Radial forearm free flap for reconstruction of a large defect after radical ablation of carcinoma of the tongue and floor of the mouth: some new modifications.

作者信息

Song Xiao-Meng, Ye Jin-Hai, Yuan Ye, Zhang Shuang-Yue, Jiang Hong-Bing, Wu Yu-Nong

机构信息

Institute of Stomatology, Department of Oral and Maxillofacial Surgery, Nanjing Medical University, Nanjing, China.

出版信息

ORL J Otorhinolaryngol Relat Spec. 2010;72(2):106-12. doi: 10.1159/000301155. Epub 2010 May 5.

Abstract

BACKGROUND

A modified radial forearm free flap was designed to rehabilitate function and to reduce the complications at both donor and recipient sites.

METHODS

Between 2003 and 2007, 15 patients with infiltrating squamous cell carcinoma (T(3)-T(4)) of the tongue and/or floor of the mouth underwent hemiglossectomy and resection of the floor of the mouth with microvascular reconstruction using a modified radial forearm flap. The mean size of the forearm flap was 7.5 x 14 cm, and the de-epithelialized area was 7 x 6 cm, requiring no skin graft from the abdomen. Speech intelligibility tests were administered to test postoperative speech and the functional oral intake scale was applied to assess the postoperative swallowing function, and patients reconstructed with pectoralis major myocutaneous flap were used for comparison.

RESULTS

All the flaps were successfully transferred. No obvious complications were found in either the oral-maxillofacial or forearm region. The speech intelligibility was better in the modified flap group (p < 0.01).
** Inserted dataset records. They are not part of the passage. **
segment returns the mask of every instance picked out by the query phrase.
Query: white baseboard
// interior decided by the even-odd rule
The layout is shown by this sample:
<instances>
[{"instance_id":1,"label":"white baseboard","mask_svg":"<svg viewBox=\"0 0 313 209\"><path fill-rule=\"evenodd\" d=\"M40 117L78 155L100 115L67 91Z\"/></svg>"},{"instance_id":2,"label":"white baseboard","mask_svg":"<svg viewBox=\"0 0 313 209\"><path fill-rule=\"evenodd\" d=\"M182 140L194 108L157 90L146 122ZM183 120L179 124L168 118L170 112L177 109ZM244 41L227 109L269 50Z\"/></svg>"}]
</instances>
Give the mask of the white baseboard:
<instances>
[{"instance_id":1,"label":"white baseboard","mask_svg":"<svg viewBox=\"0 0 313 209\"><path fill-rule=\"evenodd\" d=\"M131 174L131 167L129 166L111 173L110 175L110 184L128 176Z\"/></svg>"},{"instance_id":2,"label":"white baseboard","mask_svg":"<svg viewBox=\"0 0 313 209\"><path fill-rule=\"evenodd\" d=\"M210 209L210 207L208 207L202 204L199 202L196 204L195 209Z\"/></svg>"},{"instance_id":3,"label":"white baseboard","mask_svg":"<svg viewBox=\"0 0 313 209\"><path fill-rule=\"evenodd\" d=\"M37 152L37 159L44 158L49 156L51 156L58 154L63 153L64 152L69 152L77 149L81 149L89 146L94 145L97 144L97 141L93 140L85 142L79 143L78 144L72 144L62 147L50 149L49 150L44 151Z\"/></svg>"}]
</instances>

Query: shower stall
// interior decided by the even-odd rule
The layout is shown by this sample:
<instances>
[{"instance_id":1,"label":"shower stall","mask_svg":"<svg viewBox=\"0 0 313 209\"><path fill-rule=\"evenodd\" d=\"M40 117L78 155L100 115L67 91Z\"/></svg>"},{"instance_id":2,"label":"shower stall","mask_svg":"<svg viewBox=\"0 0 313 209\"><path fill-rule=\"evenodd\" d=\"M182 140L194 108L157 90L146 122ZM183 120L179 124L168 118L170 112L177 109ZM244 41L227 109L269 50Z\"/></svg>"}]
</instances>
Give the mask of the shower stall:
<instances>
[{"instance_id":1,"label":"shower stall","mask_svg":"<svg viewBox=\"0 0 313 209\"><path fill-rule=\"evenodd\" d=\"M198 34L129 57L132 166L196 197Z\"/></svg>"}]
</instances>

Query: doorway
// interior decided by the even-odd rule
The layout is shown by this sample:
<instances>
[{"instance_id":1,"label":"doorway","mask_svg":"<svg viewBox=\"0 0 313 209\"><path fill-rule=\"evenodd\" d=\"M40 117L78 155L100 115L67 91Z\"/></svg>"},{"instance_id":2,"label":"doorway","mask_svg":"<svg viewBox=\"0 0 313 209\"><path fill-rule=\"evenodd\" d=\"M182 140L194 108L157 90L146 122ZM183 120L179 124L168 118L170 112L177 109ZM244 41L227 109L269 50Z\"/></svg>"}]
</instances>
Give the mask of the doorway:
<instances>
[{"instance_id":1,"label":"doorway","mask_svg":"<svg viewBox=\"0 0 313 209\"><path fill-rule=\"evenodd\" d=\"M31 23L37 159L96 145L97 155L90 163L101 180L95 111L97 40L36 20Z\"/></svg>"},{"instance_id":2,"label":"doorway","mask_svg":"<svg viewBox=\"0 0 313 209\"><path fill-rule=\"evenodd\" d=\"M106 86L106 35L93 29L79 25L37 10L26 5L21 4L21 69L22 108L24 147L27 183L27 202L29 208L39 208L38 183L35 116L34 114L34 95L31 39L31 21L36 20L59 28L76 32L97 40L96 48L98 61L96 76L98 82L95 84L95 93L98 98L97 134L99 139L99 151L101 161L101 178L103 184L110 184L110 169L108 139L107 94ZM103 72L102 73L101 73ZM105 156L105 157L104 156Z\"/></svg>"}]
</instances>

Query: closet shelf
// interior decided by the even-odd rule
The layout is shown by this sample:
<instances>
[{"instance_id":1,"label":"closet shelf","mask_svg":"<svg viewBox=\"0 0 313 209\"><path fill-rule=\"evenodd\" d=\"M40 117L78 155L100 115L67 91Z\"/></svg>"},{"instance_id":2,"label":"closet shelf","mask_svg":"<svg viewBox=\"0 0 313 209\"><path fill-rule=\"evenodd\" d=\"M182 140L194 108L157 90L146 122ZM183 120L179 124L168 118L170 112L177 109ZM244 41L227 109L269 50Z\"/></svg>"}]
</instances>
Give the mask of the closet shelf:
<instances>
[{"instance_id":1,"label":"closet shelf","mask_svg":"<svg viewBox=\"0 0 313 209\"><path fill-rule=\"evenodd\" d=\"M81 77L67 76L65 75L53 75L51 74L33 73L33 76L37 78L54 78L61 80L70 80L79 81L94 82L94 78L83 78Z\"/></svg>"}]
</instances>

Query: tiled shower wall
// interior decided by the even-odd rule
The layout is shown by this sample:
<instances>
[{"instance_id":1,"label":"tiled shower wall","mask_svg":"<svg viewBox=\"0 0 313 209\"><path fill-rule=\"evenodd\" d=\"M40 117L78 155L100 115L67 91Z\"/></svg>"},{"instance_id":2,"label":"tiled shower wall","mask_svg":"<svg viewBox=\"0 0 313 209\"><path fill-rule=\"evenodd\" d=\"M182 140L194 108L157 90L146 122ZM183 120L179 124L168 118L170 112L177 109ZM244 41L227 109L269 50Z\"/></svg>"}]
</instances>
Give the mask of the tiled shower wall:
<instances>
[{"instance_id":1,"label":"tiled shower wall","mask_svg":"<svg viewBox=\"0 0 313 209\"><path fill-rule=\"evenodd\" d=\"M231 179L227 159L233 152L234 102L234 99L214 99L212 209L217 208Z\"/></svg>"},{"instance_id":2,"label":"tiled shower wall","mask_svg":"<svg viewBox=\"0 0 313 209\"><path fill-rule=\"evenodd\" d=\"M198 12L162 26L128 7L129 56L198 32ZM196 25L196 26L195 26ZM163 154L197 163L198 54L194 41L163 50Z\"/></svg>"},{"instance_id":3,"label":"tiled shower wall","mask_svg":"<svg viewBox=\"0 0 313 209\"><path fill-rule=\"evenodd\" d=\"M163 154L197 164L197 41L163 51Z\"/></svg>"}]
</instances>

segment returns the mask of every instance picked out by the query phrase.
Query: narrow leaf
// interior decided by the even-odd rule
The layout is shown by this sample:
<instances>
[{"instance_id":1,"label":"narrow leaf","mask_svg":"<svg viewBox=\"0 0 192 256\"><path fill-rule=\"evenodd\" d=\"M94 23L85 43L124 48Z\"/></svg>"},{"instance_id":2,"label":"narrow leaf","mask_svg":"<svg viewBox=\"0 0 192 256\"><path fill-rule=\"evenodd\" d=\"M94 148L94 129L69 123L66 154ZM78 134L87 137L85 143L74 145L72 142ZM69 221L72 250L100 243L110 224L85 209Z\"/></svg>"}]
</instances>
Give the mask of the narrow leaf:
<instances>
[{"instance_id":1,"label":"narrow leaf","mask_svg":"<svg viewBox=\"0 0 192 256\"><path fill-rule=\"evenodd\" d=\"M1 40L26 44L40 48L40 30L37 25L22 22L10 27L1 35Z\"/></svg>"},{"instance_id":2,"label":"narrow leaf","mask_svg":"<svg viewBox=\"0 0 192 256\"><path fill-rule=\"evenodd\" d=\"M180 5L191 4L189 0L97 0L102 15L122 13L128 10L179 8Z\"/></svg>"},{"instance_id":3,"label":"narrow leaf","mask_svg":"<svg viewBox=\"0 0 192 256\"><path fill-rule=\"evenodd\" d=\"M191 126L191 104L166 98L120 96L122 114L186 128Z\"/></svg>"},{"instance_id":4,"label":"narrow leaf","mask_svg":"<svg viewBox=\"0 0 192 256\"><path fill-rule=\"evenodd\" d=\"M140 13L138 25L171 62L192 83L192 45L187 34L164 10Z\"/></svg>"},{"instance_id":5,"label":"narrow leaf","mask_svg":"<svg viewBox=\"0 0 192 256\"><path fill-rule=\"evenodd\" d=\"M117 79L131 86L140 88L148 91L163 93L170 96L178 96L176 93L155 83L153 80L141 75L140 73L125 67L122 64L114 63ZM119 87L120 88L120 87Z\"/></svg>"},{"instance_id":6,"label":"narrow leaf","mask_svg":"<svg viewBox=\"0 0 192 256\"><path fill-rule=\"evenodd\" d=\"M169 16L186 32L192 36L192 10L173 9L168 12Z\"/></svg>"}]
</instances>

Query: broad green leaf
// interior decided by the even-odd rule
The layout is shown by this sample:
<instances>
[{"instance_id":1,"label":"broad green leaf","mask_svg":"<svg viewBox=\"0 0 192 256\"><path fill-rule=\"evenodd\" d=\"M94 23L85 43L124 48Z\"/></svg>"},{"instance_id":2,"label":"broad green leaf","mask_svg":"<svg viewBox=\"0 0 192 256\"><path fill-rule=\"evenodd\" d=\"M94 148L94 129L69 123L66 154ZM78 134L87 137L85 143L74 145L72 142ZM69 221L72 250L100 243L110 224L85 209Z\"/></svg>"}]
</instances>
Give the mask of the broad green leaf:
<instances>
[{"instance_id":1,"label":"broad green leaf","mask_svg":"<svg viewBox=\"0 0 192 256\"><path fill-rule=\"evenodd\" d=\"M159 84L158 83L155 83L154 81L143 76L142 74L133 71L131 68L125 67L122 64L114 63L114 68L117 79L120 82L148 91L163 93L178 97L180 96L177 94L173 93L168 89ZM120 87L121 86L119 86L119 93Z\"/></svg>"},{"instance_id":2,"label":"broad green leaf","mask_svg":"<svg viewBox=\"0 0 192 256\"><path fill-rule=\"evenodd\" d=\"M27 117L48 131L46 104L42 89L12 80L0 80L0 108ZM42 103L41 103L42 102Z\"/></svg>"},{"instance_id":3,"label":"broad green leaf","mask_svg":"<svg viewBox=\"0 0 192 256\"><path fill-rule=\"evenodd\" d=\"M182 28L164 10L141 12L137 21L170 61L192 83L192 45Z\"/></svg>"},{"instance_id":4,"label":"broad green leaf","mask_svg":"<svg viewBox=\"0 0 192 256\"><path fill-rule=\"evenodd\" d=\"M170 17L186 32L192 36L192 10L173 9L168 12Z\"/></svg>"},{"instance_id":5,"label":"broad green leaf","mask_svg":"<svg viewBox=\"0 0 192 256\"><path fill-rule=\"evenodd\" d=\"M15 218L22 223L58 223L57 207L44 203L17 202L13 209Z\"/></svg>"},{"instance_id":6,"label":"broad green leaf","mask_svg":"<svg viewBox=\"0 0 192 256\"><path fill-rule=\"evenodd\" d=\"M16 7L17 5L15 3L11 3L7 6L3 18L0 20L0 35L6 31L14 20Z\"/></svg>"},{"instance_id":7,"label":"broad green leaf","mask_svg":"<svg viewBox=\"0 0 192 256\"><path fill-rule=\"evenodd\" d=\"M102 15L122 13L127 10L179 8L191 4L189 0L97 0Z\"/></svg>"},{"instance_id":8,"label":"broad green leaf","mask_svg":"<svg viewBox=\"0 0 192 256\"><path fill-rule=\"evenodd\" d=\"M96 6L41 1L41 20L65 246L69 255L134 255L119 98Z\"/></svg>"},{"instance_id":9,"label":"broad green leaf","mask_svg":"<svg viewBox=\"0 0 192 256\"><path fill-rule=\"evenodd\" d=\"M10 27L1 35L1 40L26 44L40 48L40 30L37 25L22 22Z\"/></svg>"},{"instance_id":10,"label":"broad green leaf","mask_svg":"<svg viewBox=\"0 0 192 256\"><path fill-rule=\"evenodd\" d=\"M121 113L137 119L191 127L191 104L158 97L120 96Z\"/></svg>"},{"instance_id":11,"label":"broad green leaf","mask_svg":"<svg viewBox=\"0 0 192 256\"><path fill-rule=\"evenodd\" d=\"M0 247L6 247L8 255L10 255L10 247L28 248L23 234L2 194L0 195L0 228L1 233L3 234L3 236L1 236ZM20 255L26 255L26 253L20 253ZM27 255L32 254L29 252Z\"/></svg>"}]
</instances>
An acceptable swallowing function was also achieved, although the difference was not significant (p > 0.05).

CONCLUSIONS

The modified flap used for reconstructing large defects of the tongue and floor of the mouth might be a valid substitute for pectoralis major myocutaneous flap to improve the outcome in individuals with significant oral carcinoma.

摘要

背景

设计一种改良的桡侧前臂游离皮瓣以恢复功能并减少供区和受区的并发症。

方法

2003年至2007年期间,15例舌和/或口底浸润性鳞状细胞癌(T(3)-T(4))患者接受了半舌切除术和口底切除术,并使用改良的桡侧前臂皮瓣进行微血管重建。前臂皮瓣的平均大小为7.5×14 cm,去上皮面积为7×6 cm,无需取自腹部的皮肤移植。进行语音清晰度测试以检测术后语音,并应用功能性口腔摄入量表评估术后吞咽功能,并用胸大肌肌皮瓣重建的患者进行比较。

结果

所有皮瓣均成功转移。口腔颌面区域或前臂区域均未发现明显并发症。改良皮瓣组的语音清晰度更好(p < 0.01)。虽然差异不显著(p > 0.05),但也实现了可接受的吞咽功能。

结论

用于重建舌和口底大缺损的改良皮瓣可能是胸大肌肌皮瓣的有效替代物,以改善患有严重口腔癌患者的治疗效果。